Doppelmordverdächtiger Bursch offenbar nicht schuldfähig

Expertise betrifft aber Fall von Körperverletzung gegen Mutter
Der unter Doppelmordverdacht stehende 17-Jährige, der in Wien in U-Haft sitzt, weil er im Sommer 2023 zwei Wohnungslose getötet haben soll, ist laut einem ersten Gutachten einer Kinder- und Jugendpsychiaterin zurechnungsunfähig und damit nicht schuldfähig. Die vorliegende Expertise betrifft jedoch nicht das Ermittlungsverfahren wegen Mordes bzw. Mordversuchs, sondern einen Angriff auf die Mutter, der nach den Tötungsdelikten stattgefunden hat, bestätigte das Landesgericht.

Zu der gegen die Mutter gerichteten Attacke wurde im vergangenen Dezember im Grauen Haus die Hauptverhandlung wegen absichtlich schwerer Körperverletzung eröffnet. Dieser Prozesstermin war lange vor der Festnahme des Burschen fixiert worden.

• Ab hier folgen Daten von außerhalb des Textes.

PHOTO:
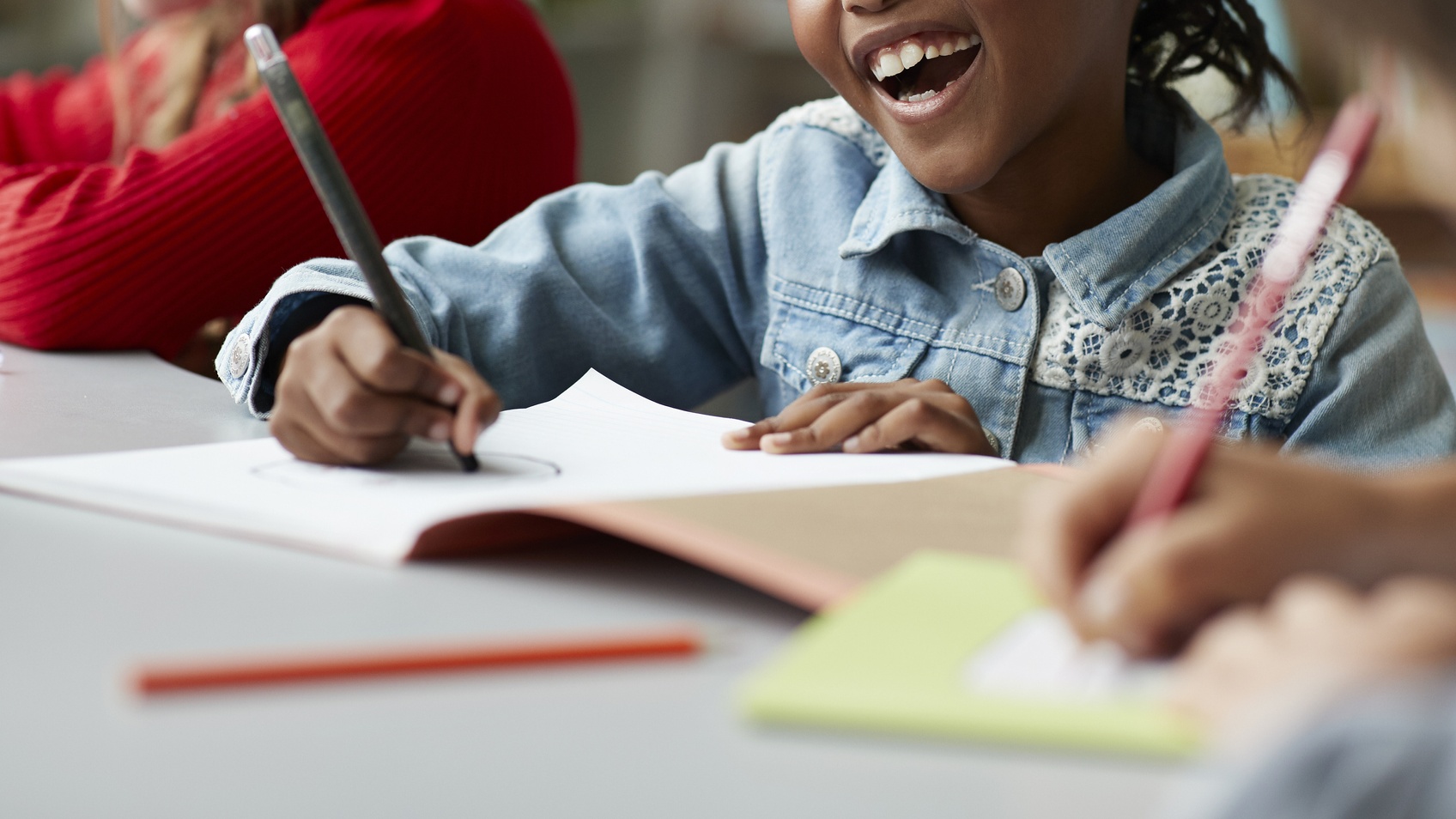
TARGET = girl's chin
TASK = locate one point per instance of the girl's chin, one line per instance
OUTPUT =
(153, 9)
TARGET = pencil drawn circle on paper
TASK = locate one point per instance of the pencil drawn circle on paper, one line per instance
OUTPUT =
(414, 465)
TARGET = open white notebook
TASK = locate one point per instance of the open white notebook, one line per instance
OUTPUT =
(598, 442)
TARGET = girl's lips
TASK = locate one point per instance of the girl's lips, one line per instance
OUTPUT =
(913, 111)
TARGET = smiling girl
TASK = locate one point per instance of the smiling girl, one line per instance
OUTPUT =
(1006, 232)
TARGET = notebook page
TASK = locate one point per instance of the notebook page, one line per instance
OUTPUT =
(596, 442)
(1040, 656)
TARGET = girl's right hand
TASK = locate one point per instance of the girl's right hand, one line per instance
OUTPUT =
(349, 394)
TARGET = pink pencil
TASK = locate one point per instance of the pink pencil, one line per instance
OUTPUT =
(1336, 168)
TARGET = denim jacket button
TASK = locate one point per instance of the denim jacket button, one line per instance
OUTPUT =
(1010, 288)
(238, 359)
(824, 366)
(1149, 424)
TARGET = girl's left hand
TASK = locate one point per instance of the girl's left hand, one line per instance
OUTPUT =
(870, 417)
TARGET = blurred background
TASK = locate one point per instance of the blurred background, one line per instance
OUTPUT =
(660, 81)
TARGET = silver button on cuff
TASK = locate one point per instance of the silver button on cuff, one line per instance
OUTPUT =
(823, 366)
(238, 359)
(1010, 288)
(993, 440)
(1149, 424)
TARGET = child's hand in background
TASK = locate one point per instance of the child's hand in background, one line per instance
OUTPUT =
(349, 392)
(1255, 674)
(1253, 519)
(870, 417)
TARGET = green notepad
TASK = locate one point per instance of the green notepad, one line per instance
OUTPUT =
(893, 660)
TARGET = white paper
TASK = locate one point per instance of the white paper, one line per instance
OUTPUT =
(596, 442)
(1040, 656)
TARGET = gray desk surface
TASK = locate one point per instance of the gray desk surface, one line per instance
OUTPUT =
(83, 597)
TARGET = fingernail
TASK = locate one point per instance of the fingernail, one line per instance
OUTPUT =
(776, 439)
(1102, 601)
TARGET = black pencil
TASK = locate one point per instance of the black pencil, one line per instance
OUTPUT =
(337, 192)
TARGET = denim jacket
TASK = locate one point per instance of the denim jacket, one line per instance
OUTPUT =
(809, 254)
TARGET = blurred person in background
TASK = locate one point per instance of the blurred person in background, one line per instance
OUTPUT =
(115, 179)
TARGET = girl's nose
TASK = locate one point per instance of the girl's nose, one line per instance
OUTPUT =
(866, 6)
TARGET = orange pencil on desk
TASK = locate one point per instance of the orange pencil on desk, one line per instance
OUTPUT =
(1334, 169)
(175, 678)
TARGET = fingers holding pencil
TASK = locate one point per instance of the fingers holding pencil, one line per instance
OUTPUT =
(351, 394)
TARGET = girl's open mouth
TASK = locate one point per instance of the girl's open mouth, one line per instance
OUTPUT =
(925, 64)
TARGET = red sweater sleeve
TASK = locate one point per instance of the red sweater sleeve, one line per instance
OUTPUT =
(57, 117)
(430, 112)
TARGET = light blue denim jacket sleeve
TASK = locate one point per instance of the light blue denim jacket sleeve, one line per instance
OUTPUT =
(657, 284)
(810, 254)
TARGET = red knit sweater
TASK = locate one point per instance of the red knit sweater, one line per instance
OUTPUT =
(449, 115)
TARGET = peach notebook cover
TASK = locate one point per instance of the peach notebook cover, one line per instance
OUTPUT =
(807, 530)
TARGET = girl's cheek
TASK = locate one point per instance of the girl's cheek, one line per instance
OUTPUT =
(816, 31)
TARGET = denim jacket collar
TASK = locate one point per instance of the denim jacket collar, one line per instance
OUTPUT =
(1110, 269)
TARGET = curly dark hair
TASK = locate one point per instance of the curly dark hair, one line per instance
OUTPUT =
(1180, 38)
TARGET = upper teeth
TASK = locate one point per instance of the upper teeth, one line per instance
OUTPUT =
(895, 60)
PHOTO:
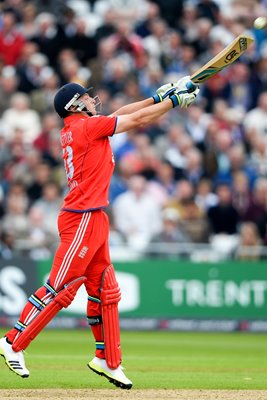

Laut Staatsanwaltschaft soll der 17-Jährige am 18. September 2023 - und damit zeitlich deutlich nach den tödlichen Messerangriffen auf schlafende und wehrlose Menschen - seiner Mutter mehrere Rippenbrüche, eine Schädelprellung und Hämatome und Abschürfungen am ganzen Körper zugefügt haben, indem er ihr einen Faustschlag ins Gesicht versetzte und anschließend auf Kopf und Körper der zu Boden gestürzten Frau eintrat.

Während des ersten Verhandlungstags beantragte damals Verteidiger Manfred Arbacher-Stöger die Einholung eines psychiatrischen Gutachtens. Der Anwalt ging davon aus, dass bei seinem Mandanten ein Schuldausschließungsgrund vorliegen könnte - was die vom Gericht bestellte Gutachterin nun bestätigte, wie die "Kronen Zeitung" in ihrer Sonntag-Ausgabe berichtete. Für die Sachverständige liegt demnach Zurechnungsunfähigkeit vor, weshalb aus ihrer Sicht mangels Schuldfähigkeit die Voraussetzungen für eine Unterbringung des Jugendlichen in einem forensisch-therapeutischen Zentrum gemäß Paragraf 21 Abs. 1 StGB erfüllt wären, sollte das Gericht zum Schluss kommen, dass der 17-Jährige seine Mutter schwer verletzt hat, bestätigte Gerichtssprecher Christoph Zonsics-Kral der APA am Sonntag. Die Anklage dürfte somit in einen Antrag auf Unterbringung im so genannten Maßnahmenvollzug umgewandelt werden. Die nächste Verhandlung findet am 18. Juni statt, so Zonsics-Kral.

Im Ermittlungsverfahren wegen zweier tödlichen Messerattacken auf schlafende Obdachlose und einen weiteren Angriff, den das Opfer überlebte, stehen die Gutachten allerdings noch aus, erklärte die Sprecherin der Wiener Staatsanwaltschaft, Nina Bussek. Inwieweit das jetzige Gutachten in die Ermittlungen zu den Morddelikten einfließt, bleibt abzuwarten. Laut Gerichtssprecher Zonsics-Kral muss der Gutachtensauftrag spezifisch für die Tat bzw. den konkreten Tatzeitraum erfolgen. Die vorliegende Expertise bezieht sich vorerst nur auf den Mitte September 2023 gegebenen psychischen Zustand des 17-Jährigen. Dem Gutachten zufolge, aus dem die "Krone" zitiert, soll der Jugendliche "typische Anzeichen eines Psychopathen" aufgewiesen haben, als er auf seine Mutter losging.

Nach der Tötungsserie im Sommer hatte sich der 17-Jährige im Dezember gestellt. Er kam in eine Polizeiinspektion und gab die Taten zu. Ab Juli 2023 hielt der junge Mann gezielt nach den Opfern Ausschau, wie die Polizei ermittelte. Das Messer versteckte er am Knöchel und streifte vermummt durch die Nacht. Bei den Messerattacken auf die Schlafenden waren ein 56- und ein 55-Jähriger getötet worden. Eine 51-jährige Frau wurde schwer verletzt.